Without using L'Hôpital's rule, find: $$\lim_{x\to 0}\dfrac{\cos(\frac{\pi}{2}\cos x)}{\sin(\sin x)}$$ I know that the answer is $0$.
My attempt:
I tried by using the half-angle formula, $$\cos\left(\frac{A}{2}\right)=\pm\sqrt{\frac{1+\cos A}{2}},$$ but I've couldn't find it.
On
Rewrite the limit as a product like so:
$$L = \lim_{x\to 0} \frac{\sin x}{\sin( \sin x)} \cdot\frac{x}{\sin x} \cdot \frac{\cos(\frac{\pi}{2}\cos x)}{x}$$
If the limits exist individually then the limit of their product will be the product of their limits.
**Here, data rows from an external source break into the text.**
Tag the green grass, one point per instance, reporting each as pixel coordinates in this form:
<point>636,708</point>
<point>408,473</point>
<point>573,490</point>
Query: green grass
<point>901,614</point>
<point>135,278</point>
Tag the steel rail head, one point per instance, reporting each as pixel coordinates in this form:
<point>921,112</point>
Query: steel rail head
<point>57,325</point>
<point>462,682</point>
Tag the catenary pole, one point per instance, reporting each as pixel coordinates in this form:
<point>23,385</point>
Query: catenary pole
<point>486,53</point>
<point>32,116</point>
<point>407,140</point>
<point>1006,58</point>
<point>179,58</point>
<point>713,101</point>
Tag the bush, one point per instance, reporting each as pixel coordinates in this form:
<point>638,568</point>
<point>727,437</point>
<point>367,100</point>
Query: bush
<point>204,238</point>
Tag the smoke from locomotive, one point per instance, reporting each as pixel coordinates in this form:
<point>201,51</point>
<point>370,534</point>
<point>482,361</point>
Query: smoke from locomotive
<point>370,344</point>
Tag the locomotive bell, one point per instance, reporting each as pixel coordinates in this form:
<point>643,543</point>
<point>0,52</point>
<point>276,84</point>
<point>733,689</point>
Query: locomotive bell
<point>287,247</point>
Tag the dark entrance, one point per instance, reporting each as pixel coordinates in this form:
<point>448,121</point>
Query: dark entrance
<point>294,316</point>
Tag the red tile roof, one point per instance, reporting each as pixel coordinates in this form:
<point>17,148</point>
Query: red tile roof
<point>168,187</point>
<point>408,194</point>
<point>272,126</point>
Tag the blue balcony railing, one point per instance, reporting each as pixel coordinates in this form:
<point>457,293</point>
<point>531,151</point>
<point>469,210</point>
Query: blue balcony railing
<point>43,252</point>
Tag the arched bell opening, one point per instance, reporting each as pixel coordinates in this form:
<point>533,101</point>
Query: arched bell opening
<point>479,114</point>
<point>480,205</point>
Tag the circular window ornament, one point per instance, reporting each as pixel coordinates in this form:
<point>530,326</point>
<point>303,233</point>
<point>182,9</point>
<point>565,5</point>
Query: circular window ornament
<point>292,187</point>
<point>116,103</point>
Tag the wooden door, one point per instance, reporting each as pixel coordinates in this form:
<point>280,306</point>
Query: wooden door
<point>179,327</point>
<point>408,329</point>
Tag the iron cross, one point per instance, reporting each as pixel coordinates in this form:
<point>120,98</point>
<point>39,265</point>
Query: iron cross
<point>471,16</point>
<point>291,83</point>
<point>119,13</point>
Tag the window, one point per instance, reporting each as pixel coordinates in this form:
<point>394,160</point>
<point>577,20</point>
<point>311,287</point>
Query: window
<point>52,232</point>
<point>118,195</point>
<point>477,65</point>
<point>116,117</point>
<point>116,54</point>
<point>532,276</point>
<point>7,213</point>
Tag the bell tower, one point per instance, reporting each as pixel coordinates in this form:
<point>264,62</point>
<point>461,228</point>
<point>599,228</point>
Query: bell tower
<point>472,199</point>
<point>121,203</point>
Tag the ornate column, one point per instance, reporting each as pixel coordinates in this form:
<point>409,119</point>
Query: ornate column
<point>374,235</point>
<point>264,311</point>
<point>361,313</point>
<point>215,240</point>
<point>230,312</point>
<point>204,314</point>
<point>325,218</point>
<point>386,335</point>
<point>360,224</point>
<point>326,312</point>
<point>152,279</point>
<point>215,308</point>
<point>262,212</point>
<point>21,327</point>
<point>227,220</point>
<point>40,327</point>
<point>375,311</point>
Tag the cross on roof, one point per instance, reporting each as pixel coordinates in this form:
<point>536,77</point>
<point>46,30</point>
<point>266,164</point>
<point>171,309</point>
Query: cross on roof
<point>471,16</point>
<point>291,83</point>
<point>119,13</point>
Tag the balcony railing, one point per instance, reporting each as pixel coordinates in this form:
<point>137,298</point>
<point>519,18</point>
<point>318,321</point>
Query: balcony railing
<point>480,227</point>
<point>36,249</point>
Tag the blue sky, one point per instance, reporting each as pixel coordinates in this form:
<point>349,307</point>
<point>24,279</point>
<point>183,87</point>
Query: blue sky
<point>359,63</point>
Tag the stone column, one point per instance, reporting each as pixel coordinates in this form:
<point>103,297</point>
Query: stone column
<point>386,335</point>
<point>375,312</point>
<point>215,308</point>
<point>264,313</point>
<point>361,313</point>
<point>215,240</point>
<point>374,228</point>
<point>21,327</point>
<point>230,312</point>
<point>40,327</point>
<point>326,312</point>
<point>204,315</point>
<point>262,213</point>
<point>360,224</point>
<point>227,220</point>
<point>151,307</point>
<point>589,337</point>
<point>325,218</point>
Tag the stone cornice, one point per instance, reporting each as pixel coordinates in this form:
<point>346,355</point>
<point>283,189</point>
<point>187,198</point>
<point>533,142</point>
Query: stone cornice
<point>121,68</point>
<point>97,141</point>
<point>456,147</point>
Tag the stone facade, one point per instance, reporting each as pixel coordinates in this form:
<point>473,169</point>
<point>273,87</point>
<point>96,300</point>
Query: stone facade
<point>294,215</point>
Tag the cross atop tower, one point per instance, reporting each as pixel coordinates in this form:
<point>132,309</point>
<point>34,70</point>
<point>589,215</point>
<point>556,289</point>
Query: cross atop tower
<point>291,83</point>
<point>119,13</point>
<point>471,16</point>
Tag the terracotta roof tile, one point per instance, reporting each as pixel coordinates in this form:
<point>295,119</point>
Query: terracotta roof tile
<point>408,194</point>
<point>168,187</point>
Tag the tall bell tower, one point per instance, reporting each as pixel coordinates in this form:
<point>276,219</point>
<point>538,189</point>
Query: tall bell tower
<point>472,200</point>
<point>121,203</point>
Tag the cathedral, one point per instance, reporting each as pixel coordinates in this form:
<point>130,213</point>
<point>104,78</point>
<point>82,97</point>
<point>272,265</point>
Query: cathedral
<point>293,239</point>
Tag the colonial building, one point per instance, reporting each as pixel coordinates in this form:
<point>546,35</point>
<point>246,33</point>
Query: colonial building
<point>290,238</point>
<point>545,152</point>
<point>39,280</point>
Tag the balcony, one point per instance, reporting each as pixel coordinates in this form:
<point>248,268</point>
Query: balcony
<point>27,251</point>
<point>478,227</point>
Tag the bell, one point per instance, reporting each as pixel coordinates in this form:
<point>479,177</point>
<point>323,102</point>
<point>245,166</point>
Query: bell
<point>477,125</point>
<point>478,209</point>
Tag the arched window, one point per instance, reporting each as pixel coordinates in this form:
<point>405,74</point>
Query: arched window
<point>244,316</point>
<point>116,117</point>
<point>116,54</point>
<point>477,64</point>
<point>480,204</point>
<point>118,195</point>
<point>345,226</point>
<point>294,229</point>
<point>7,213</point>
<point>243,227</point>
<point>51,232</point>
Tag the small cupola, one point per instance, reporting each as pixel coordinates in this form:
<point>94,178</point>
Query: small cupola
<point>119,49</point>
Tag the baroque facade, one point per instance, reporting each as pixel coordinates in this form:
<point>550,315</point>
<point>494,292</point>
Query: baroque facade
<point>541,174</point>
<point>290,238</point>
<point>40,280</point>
The first two limits are $1$, giving us that
$$L = \lim_{x\to 0} \frac{\cos(\frac{\pi}{2}\cos x)}{x} = \lim_{x\to 0} \frac{\cos(\frac{\pi}{2}\cos x) - \cos(\frac{\pi}{2}\cos 0)}{x-0} \equiv \Bigr(\cos(\frac{\pi}{2}\cos x)\Bigr)'\Bigr|_{x=0} = 0$$
by the definition of the derivative.
On
If you want more than the limit itself, compose Taylor series $$\cos(x)=1-\frac{x^2}{2}+\frac{x^4}{24}+O\left(x^6\right)$$ $$\cos(\frac{\pi}{2}\cos (x))=\frac{\pi x^2}{4}-\frac{\pi x^4}{48}+O\left(x^6\right)$$ $$\sin(x)=x-\frac{x^3}{6}+\frac{x^5}{120}+O\left(x^6\right)$$ $$\sin(\sin(x))=x-\frac{x^3}{3}+\frac{x^5}{10}+O\left(x^6\right)$$ $$\frac{\cos(\frac{\pi}{2}\cos (x)) } {\sin(\sin(x)) }=\frac{\frac{\pi x^2}{4}-\frac{\pi x^4}{48}+O\left(x^6\right) } {x-\frac{x^3}{3}+\frac{x^5}{10}+O\left(x^6\right) }=\frac{\pi x}{4}+\frac{\pi x^3}{16}+O\left(x^5\right)$$
\begin{aligned}\lim_{x\to 0}{\frac{\cos{\left(\frac{\pi}{2}\cos{x}\right)}}{\sin{\left(\sin{x}\right)}}}&=\lim_{x\to 0}{\frac{\sin{\left(\frac{\pi}{2}-\frac{\pi}{2}\cos{x}\right)}}{\sin{\left(\sin{x}\right)}}}\\ &=\lim_{x\to 0}{\left(\frac{\pi x}{2}\times\frac{1-\cos{x}}{x^{2}}\times\frac{\sin{\left(\frac{\pi}{2}-\frac{\pi}{2}\cos{x}\right)}}{\frac{\pi}{2}-\frac{\pi}{2}\cos{x}}\times\frac{x}{\sin{x}}\times\frac{\sin{x}}{\sin{\left(\sin{x}\right)}}\right)}\\ &=0\times\frac{1}{2}\times 1\times 1\times 1\\ &=0\end{aligned}
Because $$ \lim_{\textrm{stuff}\to 0}{\frac{\sin{\left(\mathrm{stuff}\right)}}{\mathrm{stuff}}}=\lim_{x\to 0}{\frac{\sin{x}}{x}}=1 $$
And $$ \lim_{x\to 0}{\frac{1-\cos{x}}{x^{2}}}=\lim_{x\to 0}{\frac{1}{2}\left(\frac{\sin{\left(\frac{x}{2}\right)}}{\frac{x}{2}}\right)^{2}}=\frac{1}{2} $$